On Wednesday afternoon, Casey Diaz said he noticed a needle by his front door and called the police for help. He said a dispatcher told him to "do whatever he wanted with it."
Casey Diaz knows his neighborhood is a spot where crime happens. Until one night he came home to yet another needle in his bushes and had enough.
This isn't the first time he's had to deal with an incident like this, it's actually the third time in the past year. But when he came home from work Wednesday afternoon, he noticed one of these right at his doorstep.
"Lafayette Police, 'Hi I just came home and found another syringe in front of my house. But I was told I should call you guys. This is the third one I've found this year.
'I mean we can come and dispose of it or you can dispose of it yourself, there's really nothing we can do.'
"I was shocked by the reaction, the nonchalantness if you will," said Diaz. "I mean she stated there wasn't anything they could do about it, and that was the really shocking and concerning part about it to me."

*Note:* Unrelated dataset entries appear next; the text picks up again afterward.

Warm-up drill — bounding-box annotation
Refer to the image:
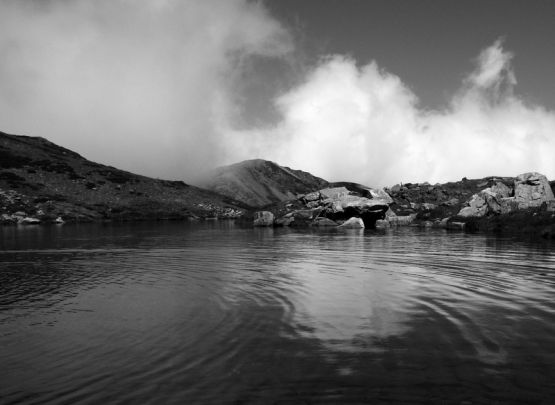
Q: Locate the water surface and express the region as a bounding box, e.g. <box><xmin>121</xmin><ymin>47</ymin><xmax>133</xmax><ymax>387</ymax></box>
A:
<box><xmin>1</xmin><ymin>221</ymin><xmax>555</xmax><ymax>404</ymax></box>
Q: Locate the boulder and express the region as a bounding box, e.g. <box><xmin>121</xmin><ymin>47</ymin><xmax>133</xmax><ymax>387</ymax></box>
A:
<box><xmin>311</xmin><ymin>217</ymin><xmax>338</xmax><ymax>227</ymax></box>
<box><xmin>441</xmin><ymin>198</ymin><xmax>460</xmax><ymax>206</ymax></box>
<box><xmin>338</xmin><ymin>217</ymin><xmax>365</xmax><ymax>228</ymax></box>
<box><xmin>275</xmin><ymin>216</ymin><xmax>294</xmax><ymax>227</ymax></box>
<box><xmin>457</xmin><ymin>172</ymin><xmax>554</xmax><ymax>218</ymax></box>
<box><xmin>390</xmin><ymin>184</ymin><xmax>401</xmax><ymax>193</ymax></box>
<box><xmin>320</xmin><ymin>187</ymin><xmax>350</xmax><ymax>200</ymax></box>
<box><xmin>253</xmin><ymin>211</ymin><xmax>274</xmax><ymax>227</ymax></box>
<box><xmin>514</xmin><ymin>172</ymin><xmax>555</xmax><ymax>209</ymax></box>
<box><xmin>369</xmin><ymin>188</ymin><xmax>394</xmax><ymax>204</ymax></box>
<box><xmin>458</xmin><ymin>193</ymin><xmax>488</xmax><ymax>217</ymax></box>
<box><xmin>275</xmin><ymin>184</ymin><xmax>392</xmax><ymax>228</ymax></box>
<box><xmin>302</xmin><ymin>191</ymin><xmax>320</xmax><ymax>203</ymax></box>
<box><xmin>388</xmin><ymin>213</ymin><xmax>417</xmax><ymax>226</ymax></box>
<box><xmin>20</xmin><ymin>217</ymin><xmax>41</xmax><ymax>224</ymax></box>
<box><xmin>491</xmin><ymin>181</ymin><xmax>512</xmax><ymax>198</ymax></box>
<box><xmin>332</xmin><ymin>195</ymin><xmax>389</xmax><ymax>227</ymax></box>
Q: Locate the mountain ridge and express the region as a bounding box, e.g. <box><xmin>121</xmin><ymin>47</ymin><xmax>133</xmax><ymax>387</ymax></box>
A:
<box><xmin>199</xmin><ymin>158</ymin><xmax>329</xmax><ymax>207</ymax></box>
<box><xmin>0</xmin><ymin>131</ymin><xmax>246</xmax><ymax>223</ymax></box>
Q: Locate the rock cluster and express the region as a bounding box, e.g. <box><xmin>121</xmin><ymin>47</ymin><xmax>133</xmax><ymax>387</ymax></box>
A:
<box><xmin>457</xmin><ymin>173</ymin><xmax>555</xmax><ymax>217</ymax></box>
<box><xmin>254</xmin><ymin>186</ymin><xmax>391</xmax><ymax>228</ymax></box>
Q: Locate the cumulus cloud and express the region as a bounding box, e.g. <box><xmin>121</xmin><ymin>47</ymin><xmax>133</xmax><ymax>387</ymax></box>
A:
<box><xmin>0</xmin><ymin>0</ymin><xmax>292</xmax><ymax>181</ymax></box>
<box><xmin>227</xmin><ymin>39</ymin><xmax>555</xmax><ymax>186</ymax></box>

Tippecanoe County Health Department Environmental Secretary Amanda Balser says you shouldn't pick them up without proper equipment.
"We recommend that you never pick up a needle," Balser said "Call us or call the police."

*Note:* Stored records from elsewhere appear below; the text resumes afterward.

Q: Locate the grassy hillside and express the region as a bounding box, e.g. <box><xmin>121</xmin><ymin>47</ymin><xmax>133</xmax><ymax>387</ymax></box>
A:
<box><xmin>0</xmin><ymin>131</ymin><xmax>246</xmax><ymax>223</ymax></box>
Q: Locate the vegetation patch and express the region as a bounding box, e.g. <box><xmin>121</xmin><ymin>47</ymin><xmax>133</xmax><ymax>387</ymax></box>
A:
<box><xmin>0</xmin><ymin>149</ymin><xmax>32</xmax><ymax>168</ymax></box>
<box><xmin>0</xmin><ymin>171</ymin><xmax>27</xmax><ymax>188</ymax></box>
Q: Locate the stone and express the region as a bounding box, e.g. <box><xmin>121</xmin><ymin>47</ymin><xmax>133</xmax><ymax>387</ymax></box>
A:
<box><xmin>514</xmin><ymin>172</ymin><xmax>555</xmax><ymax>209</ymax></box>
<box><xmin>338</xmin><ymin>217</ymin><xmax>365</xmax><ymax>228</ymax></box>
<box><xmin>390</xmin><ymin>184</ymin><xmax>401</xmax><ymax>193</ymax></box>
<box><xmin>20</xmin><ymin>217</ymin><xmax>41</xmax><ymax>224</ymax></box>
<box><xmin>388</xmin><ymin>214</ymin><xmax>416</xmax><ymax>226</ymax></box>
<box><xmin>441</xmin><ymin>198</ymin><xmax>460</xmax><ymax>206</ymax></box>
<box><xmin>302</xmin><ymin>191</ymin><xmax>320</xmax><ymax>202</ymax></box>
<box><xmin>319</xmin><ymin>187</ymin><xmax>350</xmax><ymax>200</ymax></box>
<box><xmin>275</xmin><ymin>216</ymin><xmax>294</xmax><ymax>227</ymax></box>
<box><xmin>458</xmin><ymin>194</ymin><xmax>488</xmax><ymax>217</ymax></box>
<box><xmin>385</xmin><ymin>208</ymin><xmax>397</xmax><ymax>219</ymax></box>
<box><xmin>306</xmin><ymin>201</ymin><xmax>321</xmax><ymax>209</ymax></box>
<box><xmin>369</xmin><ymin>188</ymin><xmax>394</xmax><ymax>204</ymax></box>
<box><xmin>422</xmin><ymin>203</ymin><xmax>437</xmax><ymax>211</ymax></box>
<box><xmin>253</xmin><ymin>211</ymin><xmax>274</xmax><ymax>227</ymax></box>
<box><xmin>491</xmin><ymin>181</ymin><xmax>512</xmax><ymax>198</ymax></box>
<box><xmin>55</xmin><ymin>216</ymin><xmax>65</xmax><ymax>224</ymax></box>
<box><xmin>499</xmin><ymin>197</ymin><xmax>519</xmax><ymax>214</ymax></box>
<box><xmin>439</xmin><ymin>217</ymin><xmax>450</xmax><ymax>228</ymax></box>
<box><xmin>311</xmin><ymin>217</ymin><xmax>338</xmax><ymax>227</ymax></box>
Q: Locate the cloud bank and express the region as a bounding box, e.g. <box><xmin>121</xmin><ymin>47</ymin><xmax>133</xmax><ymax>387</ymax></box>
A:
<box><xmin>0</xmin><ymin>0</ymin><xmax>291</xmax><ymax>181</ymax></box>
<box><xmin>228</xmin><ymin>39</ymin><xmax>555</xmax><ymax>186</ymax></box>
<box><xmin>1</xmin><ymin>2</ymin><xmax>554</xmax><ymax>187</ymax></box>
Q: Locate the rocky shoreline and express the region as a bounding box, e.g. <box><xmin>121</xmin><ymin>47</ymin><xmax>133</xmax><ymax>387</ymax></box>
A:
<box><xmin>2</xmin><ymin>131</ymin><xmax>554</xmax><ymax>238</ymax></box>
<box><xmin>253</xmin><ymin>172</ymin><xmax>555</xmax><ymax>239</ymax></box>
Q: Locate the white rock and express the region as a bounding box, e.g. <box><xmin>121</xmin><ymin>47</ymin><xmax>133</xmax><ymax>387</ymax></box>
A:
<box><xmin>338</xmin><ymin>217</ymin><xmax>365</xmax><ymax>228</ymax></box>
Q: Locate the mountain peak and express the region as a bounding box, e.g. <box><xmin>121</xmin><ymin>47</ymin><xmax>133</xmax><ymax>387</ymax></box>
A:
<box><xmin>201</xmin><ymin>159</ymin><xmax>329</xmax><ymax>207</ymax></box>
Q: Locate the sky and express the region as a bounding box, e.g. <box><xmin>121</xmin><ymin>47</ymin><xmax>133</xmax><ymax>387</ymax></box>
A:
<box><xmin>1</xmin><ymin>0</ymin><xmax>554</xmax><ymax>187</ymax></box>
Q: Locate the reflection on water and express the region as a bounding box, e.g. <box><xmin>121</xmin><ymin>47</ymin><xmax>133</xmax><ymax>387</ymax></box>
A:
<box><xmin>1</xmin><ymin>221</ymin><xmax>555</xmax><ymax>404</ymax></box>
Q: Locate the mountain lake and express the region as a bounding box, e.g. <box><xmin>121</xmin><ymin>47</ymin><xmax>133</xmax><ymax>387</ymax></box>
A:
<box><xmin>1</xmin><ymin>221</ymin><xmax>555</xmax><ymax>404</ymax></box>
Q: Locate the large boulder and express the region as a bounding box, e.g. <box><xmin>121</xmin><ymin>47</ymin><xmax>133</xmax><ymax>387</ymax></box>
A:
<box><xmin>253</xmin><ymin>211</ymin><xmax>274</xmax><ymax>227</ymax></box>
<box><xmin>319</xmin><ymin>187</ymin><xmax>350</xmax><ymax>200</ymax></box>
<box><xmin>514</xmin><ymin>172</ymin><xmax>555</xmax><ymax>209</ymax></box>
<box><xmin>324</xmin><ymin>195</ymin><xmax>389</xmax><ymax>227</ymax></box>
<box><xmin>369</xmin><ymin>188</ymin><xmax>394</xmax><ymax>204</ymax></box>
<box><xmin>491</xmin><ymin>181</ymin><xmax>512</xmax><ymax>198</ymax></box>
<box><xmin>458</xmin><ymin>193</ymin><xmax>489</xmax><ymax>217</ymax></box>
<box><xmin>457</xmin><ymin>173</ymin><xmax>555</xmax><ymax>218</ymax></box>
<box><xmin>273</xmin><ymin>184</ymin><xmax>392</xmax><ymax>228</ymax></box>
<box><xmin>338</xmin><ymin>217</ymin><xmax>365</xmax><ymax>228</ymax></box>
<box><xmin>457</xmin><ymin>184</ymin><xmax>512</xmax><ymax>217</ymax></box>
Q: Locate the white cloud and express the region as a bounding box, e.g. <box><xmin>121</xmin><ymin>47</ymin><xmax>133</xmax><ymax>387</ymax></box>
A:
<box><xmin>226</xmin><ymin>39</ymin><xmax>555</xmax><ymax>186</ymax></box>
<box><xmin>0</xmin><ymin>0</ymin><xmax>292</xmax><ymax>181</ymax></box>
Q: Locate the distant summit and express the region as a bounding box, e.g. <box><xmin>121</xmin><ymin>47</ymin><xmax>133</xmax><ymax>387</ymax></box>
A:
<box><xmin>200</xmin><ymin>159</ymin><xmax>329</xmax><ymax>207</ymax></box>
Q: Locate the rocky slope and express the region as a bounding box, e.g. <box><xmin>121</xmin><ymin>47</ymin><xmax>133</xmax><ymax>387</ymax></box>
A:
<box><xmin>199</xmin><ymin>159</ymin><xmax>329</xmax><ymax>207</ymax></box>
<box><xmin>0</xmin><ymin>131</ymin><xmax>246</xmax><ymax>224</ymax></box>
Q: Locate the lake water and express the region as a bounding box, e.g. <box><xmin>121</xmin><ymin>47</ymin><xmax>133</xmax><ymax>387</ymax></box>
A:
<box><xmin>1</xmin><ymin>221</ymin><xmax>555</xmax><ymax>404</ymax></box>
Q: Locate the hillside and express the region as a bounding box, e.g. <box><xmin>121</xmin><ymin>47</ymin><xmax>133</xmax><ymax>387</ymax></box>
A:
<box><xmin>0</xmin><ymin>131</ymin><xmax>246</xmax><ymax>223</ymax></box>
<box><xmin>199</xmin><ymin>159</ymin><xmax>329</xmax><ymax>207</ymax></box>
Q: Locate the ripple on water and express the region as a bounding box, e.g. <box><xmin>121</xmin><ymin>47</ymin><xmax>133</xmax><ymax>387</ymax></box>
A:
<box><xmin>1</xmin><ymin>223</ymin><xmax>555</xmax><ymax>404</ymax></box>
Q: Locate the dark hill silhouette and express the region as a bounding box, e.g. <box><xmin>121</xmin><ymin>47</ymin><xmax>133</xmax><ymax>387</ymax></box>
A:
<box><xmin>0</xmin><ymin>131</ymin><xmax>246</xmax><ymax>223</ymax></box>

After Diaz did call in and received that response, he took to Facebook where other community members chimed in on their similar experience. He continued to do what the dispatcher told him, even if it meant he was committing a felony by having it in his possession.
"I picked it up myself because that's what they told me to do," said Diaz "Which was uncomfortable but I threw it in the trash. What else am I suppose to do with it?"
WLFI confirmed with Lafayette Police that this was one of their dispatchers. Lieutenant Scott Galloway said people should call in if this happens.
"We'll address our dispatch unit so they know they are aware that that's the protocol they need to follow," said Diaz.
As for Diaz, he wants this to be a wake-up call.
"We all thought we were suppose to call the police, you know, to help us with this thing and if they aren't going to help us I don't know what to do," said Diaz. "Maybe this story will prompt some sort of action and as a community, we can figure out a system of how to resolve this and dispose of these dangerous items."
Diaz said he did call in to dispatch again and the needle was properly disposed of. LPD police cars are equipped with sharps containers to collect these needles.
WLFI spoke to Galloway a few hours ago and also confirmed he has spoken with dispatch to make sure everyone is aware of the protocol.